I’m not sure if other people can relate, but as a mom of autistic children I have found it extremely difficult to meet new people and friends. In the early years before anyone could tell that my kids had autism or social and communication issues (due to their young age), I found it easy to go to a favorite park and share quality time with other women. It was easy to talk about parenting, share snacks, and even meet for occasional dinners (wow, a mommy night out!). But ever since my daughter’s diagnosis, and I do remember the very harsh day when Meghan first “appeared” to have “issues,” it was as if all of a sudden we were lepers. Now I certainly did and do understand the reasoning behind the snobbery, people can’t be blamed for whom their children choose to play with. But to be openly shunned by my own peers (grown, educated adults--I might add) and being that I was still the very same woman that I was just the day before: not autistic and very much social. I don’t know, maybe I’m a bit too sensitive—do I have an attitude?

But what I do know is that I have gone down a different path than my peers … one day we are all hanging out at our favorite park with our kids and life is nice and, well boring … then one day while the rest of my peers were happily headed off to “mommy and me” classes and mom groups, I’m, most grudgingly, running off to "support" groups; they are with their kids enjoying "story time" at the library or bookstore, I can be found in a strange corner of the bookstore knee deep in everything from Autism: the facts, and Behavioral Issues and Young Children with Autism, learning everything from "who my children were" to the "workings of floor play and how to rescue your autistic child from the evils of her own world …"

And let's not even mention the, um, "missing" birthday party invites from my children’s classmates—never got one, not one! No attitude, just fact!

What seems interesting is that even some parents of typically developing children can relate to having some of the same difficulties meeting new friends/people (behavioral issues, personality conflicts)--you too?

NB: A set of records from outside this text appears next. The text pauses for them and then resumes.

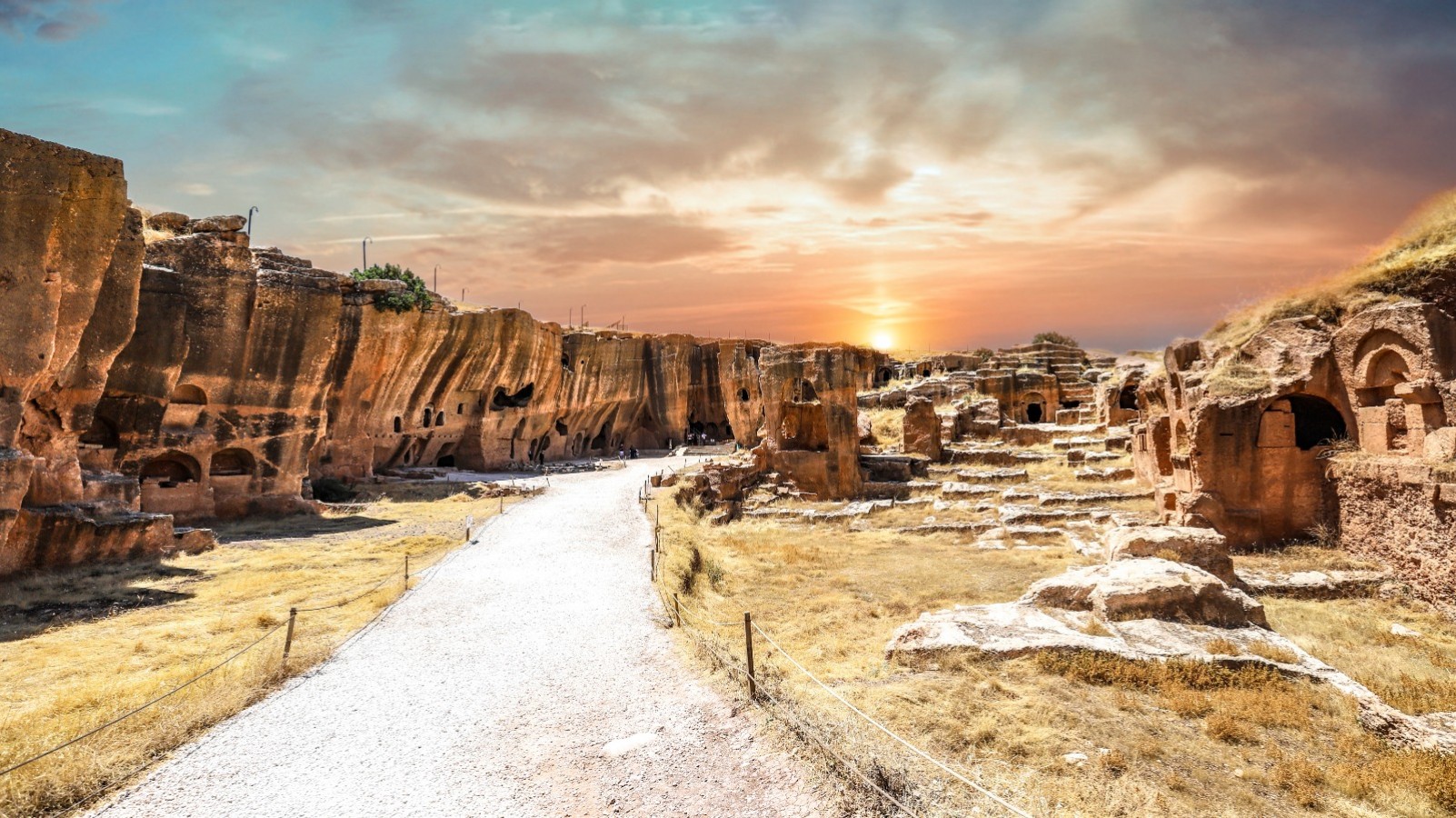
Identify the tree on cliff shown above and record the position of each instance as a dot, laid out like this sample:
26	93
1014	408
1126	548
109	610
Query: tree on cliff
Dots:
414	297
1054	338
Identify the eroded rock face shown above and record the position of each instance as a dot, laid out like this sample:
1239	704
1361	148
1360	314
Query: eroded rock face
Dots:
70	271
214	379
922	430
1258	442
1203	547
1149	588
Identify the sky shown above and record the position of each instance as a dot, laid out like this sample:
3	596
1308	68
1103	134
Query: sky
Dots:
918	174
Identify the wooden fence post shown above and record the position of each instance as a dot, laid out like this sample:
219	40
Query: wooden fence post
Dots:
747	645
287	641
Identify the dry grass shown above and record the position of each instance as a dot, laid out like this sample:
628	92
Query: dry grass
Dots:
889	427
82	646
1408	265
1174	733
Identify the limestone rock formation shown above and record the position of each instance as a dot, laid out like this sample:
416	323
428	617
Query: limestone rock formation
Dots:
197	377
1202	547
922	430
70	273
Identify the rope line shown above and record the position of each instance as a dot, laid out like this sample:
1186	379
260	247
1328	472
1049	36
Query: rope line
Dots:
786	713
380	584
124	716
892	733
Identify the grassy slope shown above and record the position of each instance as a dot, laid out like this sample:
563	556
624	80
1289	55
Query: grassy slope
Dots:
140	629
1412	264
1175	745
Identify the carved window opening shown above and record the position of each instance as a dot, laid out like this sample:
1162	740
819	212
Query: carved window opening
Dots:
803	392
190	394
519	399
171	469
101	434
232	462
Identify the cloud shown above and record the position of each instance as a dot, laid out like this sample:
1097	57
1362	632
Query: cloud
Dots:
47	19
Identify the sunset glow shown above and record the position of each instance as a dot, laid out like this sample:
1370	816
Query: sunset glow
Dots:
950	174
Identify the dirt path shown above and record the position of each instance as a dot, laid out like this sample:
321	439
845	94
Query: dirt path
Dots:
524	679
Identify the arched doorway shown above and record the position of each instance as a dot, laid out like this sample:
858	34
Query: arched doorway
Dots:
1034	408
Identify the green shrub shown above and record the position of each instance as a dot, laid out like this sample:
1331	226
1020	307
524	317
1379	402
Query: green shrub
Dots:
1054	338
415	295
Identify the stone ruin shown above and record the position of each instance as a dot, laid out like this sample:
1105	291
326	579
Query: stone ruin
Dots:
1035	383
195	377
1315	430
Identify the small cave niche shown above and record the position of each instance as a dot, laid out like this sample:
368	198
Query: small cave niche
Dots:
803	392
1127	399
188	394
1317	421
101	434
520	399
171	469
232	462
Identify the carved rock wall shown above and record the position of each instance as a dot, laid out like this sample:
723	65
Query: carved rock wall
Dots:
197	377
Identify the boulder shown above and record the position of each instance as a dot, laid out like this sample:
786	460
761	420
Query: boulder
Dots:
168	220
1149	588
1203	547
922	430
217	224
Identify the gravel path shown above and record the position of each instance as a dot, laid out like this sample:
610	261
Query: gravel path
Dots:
527	677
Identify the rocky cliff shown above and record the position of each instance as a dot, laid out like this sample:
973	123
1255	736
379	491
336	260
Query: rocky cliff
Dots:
197	377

Any thoughts or input on your social life with or without autistic children?


Anonymous said...

You are truly an inspiration to Moms period. This coming from one of your friends who knows your struggles first hand. I wish you well with this and hope life brings you great love and good wishes always. Angel

Bonnie Sayers (autismfamily) said...

I know about those birthday parties. My 13 year old was in gen ed 1-5 grade and no birthday parties, but I don't think any of the kids had any.

We had a bowling party for his tenth and not one kid showed up. Here it is more of a culture/language issue and not many families have cars and no one understood what RSVP meant.

Luckily we went two days later on Amtrak down to San Diego to Sea World and I hired someone to assist for two days and that helped a lot. We also met other families with kids on the spectrum.